Still reeling from Charley, Orlando braces for Frances

Many residents were caught off guard by the last storm that tore through, but packed Home Depots are a testament to a lesson learned.

By SHERRI DAY
Published September 3, 2004

ORLANDO - Hurricane Charley mangled his garage door and nipped at his roof. Now, Tekoa Taemien worries Hurricane Frances will take his home.

"We had a lot of severe wind damage from Charley," said Taemien, whose Winter Park home was struck by a tree. "We had to bring in a bulldozer to clear a path. A lot of trees didn't fall, but I think they were weakened. I figure that whatever Charley didn't get, Frances will."

Still, Taemien plans to put up a fight. He took his place in the plywood line at Home Depot at 5:30 Thursday morning.

He was still there at 1 p.m., hot and weary as he steered his car through a line that snaked from the store's parking lot onto W Colonial Drive.

"You do what you can, and that's all you can do," said Taemien, a customer service agent for Travelers Insurance. "Then there's the rebuilding."

Taemien was one of hundreds of weary Orlando residents who flocked to the same Home Depot on Thursday to make last-minute preparations for the coming hurricane.
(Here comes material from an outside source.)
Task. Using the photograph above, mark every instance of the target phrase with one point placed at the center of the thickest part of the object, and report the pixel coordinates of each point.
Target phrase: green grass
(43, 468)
Many residents, largely unprepared for Hurricane Charley's unexpected march through their city three weeks ago, vowed to be ready this time.

Local and state officials, including Gov. Jeb Bush, warned them to gird for a much stronger storm.

"We will experience significant impact even if the eye of the storm does not cross Orange County," Orange County Chairman Richard T. Crotty said Thursday. "As a community, we just went through a dress rehearsal with Hurricane Charley. We are prepared."

Orange County schools superintendent Ronald Blocker closed schools indefinitely. Since the school year began Aug. 9, children have not had a full week of continuous instruction, Blocker said. They missed seven days for Hurricane Charley.

Even before schools let out, evacuees began showing up Thursday morning ready to use them as shelters.

At a Circle K on E Colonial Drive, 23 cars lined up to pump gas. Jeff Reese paid $71 to carefully fill 13 plastic containers with 50 gallons of fuel. It's insurance, he said, against another eight-day wait for power. Should history repeat itself, Reese said, he can while away the time in cool air.

"Everything is insured, so as long as we make it though with our health that's all that matters," said Reese, who owns a construction company. "Everything is boarded up. I'm going to grab my dogs and my wife and find a safe corner."

While Tyler Alden of Inglis bought large flashlights for her two children at Home Depot, Jacques Woodin tried to secure his 1954 Cessna-180 at Orlando Executive Airport. Officials called for small plane owners to fly west, but that was impossible for Woodin. Hurricane Charley ripped off the rudder and damaged the controls of his plane.

"I'm going to tie everything down as best I can ...," said Woodin, whose plane survived Hurricane Charley largely intact. "I can only be so upset about it. It is what it is."

As he unloaded groceries at his home on Oberlin Avenue in Orlando's College Park neighborhood, Frank Weir weighed the odds of Orlando getting pounded by a hurricane twice in less than a month.

"It's almost like in Central Florida, we're like the "X' that marks the spot," said Weir, 34, who was without electricity for five days in the aftermath of Hurricane Charley, but otherwise had little damage to his wood-frame house. "We're the bull's-eye. We need a break. I feel like we've been knocked down, and it's a strong chance that we'll get knocked down again."

Around the corner, Laura Collins cleaned up piles of debris, a mix of leaves, uprooted trees and snapped tree limbs. City workers took away a tree trunk from her yard Wednesday. But Collins worried that broken tree limbs could fly into windows. As sweat trickled down her face, she reminded herself of her incentive for a job well done.

"I'm going to New York," said Collins, 46, who plans to fly to Albany, N.Y., at 7:30 this morning. "As soon as I heard Frances was coming I said "I'm going to see if I can get out of here.' I just know that there's no way that I could do it again."